Con ajustes necesarios en su dibujo táctico, especialmente en la zaga, su ‘talón de Aquiles’, Bolivia partió este lunes a Quito donde el martes enfrentará a Ecuador, en la segunda fecha del clasificatorio sudamericano para el Mundial de Rusia-2018.

El seleccionado boliviano fue despedido en el aeropuerto de La Paz por el presidente Evo Morales que recomendó que “nunca hay que desmoralizarse”, a pesar de haber arrancado la fase eliminatoria con una derrota 2-0 en casa ante Uruguay.

“Evo, en especial, en buenas o malas, siempre va a estar con ustedes”, prometió el mandatario, un entusiasta practicante del fútbol e impulsor del deporte en su país.

“Nunca hay que desmoralizarse (con los resultados), se ha hecho una buena renovación, con mucha juventud”, tras la crisis que provocó la renuncia de su capitán Ronald Raldes y de su principal figura Marcelo Moreno Martins, insistió el presidente.

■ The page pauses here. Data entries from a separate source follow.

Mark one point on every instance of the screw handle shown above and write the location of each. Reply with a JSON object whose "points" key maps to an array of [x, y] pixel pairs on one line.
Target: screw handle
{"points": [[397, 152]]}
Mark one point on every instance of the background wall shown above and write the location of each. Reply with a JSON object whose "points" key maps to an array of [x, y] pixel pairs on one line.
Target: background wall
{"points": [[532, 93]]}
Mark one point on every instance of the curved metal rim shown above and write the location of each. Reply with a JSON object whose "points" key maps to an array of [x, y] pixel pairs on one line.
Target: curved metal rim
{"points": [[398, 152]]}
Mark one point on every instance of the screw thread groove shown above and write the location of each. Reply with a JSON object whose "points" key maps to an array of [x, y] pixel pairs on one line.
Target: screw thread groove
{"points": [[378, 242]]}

“Tengo mucha esperanza, mucha confianza en ustedes”, agregó.

El mandatario evocó el reciente partido con Ecuador en Copa América Chile-2015 donde Bolivia se alzó con un triunfo 3-2. “Sabemos que (el rival) tiene talentos internacionales, pero eso no debe asustarnos”, opinó.

Por su parte, el seleccionador Julio César Baldivieso señaló que “nunca ofrecemos triunfo, pero trataremos de dejar todo en el campo de juego”.

Desde 1993, en que logró empatar 1-1, Bolivia cosechó cinco derrotas sucesivas en Quito por eliminatorias mundialistas.

El equipo boliviano tuvo que hacer el domingo un ajuste de última hora con la incorporación del juvenil defensa Pablo Pedraza en remplazo de Jorge Cuéllar, lesionado en la práctica dominical.

Aunque Cuéllar no jugó en el debut ante Uruguay en La Paz la semana pasada, en los últimos ensayos fue probado en la zaga del equipo titular al lado de Edward Zenteno y el brasileño-boliviano Fernando Martelli.

Bolivia y Ecuador, que en la primera fecha batió 2-0 de visita a Argentina, chocarán el martes en Quito por la segunda fecha del clasificatorio sudamericano.